Der erste Vizepräsident der PNL, Cătălin Predoiu, erklärte am Donnerstag, dass im Parteikreis nicht die Möglichkeit diskutiert wurde, dass er der neue Vorschlag für den Premierminister sein könnte, nachdem die Regierung Bolojan durch einen Misstrauensantrag von PSD-AUR gestürzt wurde.
„Die kurze Antwort ist nein, es wurde von den Kollegen nicht diskutiert, dass ich der Vorschlag für den Premierminister sein könnte“, sagte Predoiu.
Wir erinnern daran, dass die Liberalen eine Resolution verabschiedet haben, keine Koalition mehr mit der PSD zu bilden und in die Opposition zu gehen, nachdem die Sozialdemokraten sich mit AUR zusammengeschlossen haben, um einen Misstrauensantrag gegen die Regierung Bolojan einzureichen und zu verabschieden.
Cătălin Predoiu wiederholte, dass seine persönliche Position darin besteht, die Verantwortung für die Regierung nicht aufzugeben, zusammen mit anderen Parteien, die klare euroatlantische Orientierungen haben. Er forderte erneut dazu auf, über politische Differenzen hinwegzugehen, „über eine komplizierte Vergangenheit zwischen allen Parteien der Koalition“.
„Ich verstehe die Besorgnis der Kollegen, eine Lösung in der Opposition zu finden, die mehr Stimmen im Jahr 2028 bringen könnte, aber das sollte nicht die Sorge sein, sondern die Sicherstellung Rumäniens auf einem sicheren Terrain, was prioritär ist“, sagte Predoiu, der glaubt, dass seine Meinung nicht in „Inkompatibilität“ mit der Resolution der Partei steht.

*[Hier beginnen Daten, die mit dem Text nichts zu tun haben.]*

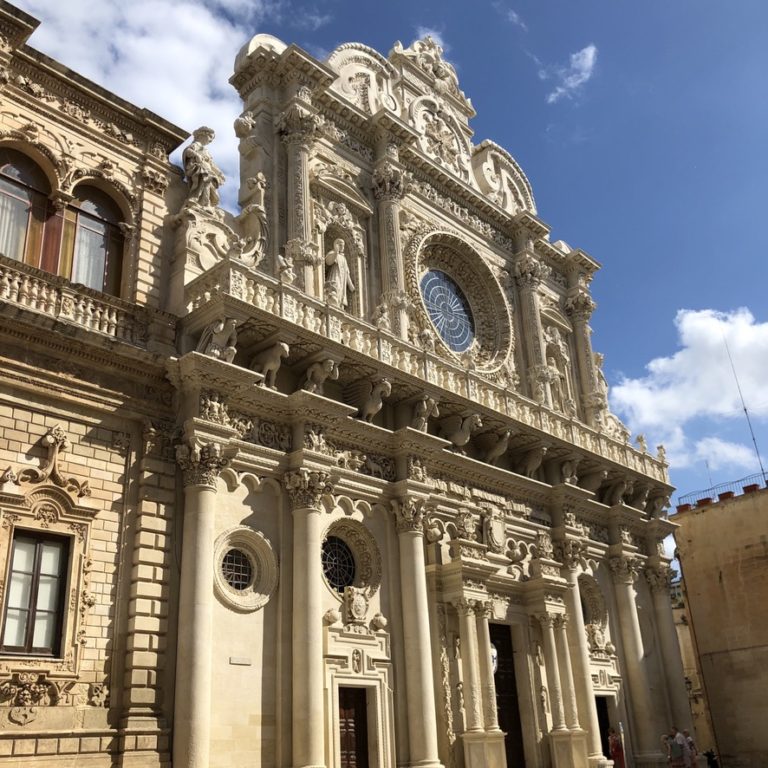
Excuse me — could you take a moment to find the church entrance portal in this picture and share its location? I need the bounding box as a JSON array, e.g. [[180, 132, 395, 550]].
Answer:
[[489, 624, 525, 768], [339, 688, 368, 768]]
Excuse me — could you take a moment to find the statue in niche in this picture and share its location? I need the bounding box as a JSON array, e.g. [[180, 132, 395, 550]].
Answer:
[[411, 394, 440, 432], [325, 237, 355, 309], [251, 341, 290, 389], [301, 357, 339, 395], [196, 317, 237, 363], [182, 126, 224, 208], [547, 357, 568, 413]]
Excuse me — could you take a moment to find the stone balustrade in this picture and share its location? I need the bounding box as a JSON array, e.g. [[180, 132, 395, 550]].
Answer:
[[0, 256, 156, 346], [185, 259, 668, 483]]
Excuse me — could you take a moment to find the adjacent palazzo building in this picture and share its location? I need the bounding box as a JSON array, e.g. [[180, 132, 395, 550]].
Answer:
[[0, 2, 690, 768]]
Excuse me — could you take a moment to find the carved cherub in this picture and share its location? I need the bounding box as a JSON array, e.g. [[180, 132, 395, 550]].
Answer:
[[440, 413, 483, 451], [411, 393, 440, 432], [301, 357, 339, 395], [197, 317, 237, 363], [360, 379, 392, 423], [251, 341, 291, 389]]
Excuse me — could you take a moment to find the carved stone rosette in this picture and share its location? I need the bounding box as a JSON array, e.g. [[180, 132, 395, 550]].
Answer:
[[283, 469, 333, 509], [176, 443, 229, 488]]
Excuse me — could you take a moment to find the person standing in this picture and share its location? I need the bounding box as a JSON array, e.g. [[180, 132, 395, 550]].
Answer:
[[608, 728, 625, 768]]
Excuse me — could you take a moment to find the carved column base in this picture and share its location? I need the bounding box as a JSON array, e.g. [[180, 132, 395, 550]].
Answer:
[[461, 731, 512, 768], [549, 729, 590, 768]]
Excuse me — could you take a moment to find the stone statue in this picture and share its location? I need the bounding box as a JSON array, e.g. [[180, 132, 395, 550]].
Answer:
[[325, 237, 355, 308], [360, 379, 392, 423], [182, 126, 224, 208], [301, 357, 339, 395], [411, 394, 440, 432], [251, 341, 290, 389], [196, 317, 237, 363]]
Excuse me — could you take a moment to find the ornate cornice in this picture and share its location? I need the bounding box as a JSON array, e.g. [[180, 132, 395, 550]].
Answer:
[[283, 468, 334, 509]]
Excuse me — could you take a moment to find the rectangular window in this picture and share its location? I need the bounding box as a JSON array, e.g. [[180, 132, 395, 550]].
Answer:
[[0, 531, 69, 656]]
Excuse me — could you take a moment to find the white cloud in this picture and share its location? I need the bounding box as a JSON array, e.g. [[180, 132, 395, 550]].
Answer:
[[539, 44, 597, 104], [611, 308, 768, 470], [493, 2, 528, 32], [16, 0, 304, 206]]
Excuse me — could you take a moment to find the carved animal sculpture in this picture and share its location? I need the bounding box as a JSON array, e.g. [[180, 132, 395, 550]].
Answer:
[[360, 379, 392, 423], [517, 445, 548, 477], [440, 413, 483, 450], [251, 341, 290, 389], [301, 358, 339, 395], [483, 429, 512, 464]]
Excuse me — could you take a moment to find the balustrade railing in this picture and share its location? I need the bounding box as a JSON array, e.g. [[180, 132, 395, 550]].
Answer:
[[0, 256, 148, 345], [185, 259, 668, 482]]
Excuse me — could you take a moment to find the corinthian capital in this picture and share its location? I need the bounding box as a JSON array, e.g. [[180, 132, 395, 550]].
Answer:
[[283, 469, 333, 509], [608, 555, 640, 584], [176, 443, 229, 489], [515, 252, 543, 289], [644, 565, 672, 592], [391, 498, 427, 534], [565, 288, 597, 321], [372, 160, 405, 201], [277, 102, 323, 144]]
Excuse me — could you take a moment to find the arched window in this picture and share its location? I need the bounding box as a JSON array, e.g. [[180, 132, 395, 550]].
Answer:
[[59, 185, 123, 295], [0, 147, 124, 295], [0, 147, 52, 267]]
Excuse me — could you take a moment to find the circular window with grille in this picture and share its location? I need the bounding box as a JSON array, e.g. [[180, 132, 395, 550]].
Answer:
[[323, 536, 355, 592], [213, 526, 277, 613]]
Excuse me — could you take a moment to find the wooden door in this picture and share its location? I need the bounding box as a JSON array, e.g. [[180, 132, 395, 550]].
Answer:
[[339, 688, 368, 768]]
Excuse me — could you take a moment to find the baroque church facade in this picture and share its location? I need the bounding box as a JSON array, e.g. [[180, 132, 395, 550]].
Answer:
[[0, 2, 690, 768]]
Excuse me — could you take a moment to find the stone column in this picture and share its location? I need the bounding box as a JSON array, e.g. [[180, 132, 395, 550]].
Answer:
[[283, 469, 333, 768], [173, 443, 228, 768], [454, 598, 483, 732], [373, 153, 408, 340], [565, 286, 606, 426], [393, 499, 442, 768], [278, 99, 321, 295], [555, 614, 580, 731], [475, 603, 500, 731], [536, 613, 567, 731], [515, 250, 552, 405], [645, 563, 693, 731], [608, 555, 664, 757], [555, 539, 606, 764]]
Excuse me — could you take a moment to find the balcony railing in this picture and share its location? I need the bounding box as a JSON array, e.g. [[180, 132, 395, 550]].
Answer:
[[0, 256, 153, 346], [185, 258, 668, 483]]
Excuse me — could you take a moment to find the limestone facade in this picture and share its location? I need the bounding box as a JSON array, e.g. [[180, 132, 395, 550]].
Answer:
[[0, 3, 690, 768], [674, 481, 768, 768]]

Auf die Frage, ob das Risiko besteht, dass die PNL sich in zwei Fraktionen aufspaltet, angesichts der Meinungsverschiedenheiten, sagte er nein, aber dass eine breitere Konsultation vorteilhaft wäre.
Cătălin Predoiu erwähnte auch, dass es „logisch“ war, die Resolution der PNL zur Ablehnung einer Koalition mit der PSD zu unterstützen. Er betonte, dass die Abstimmung ein natürlicher Akt war, angesichts der Position der Partei gegenüber dem Misstrauensantrag.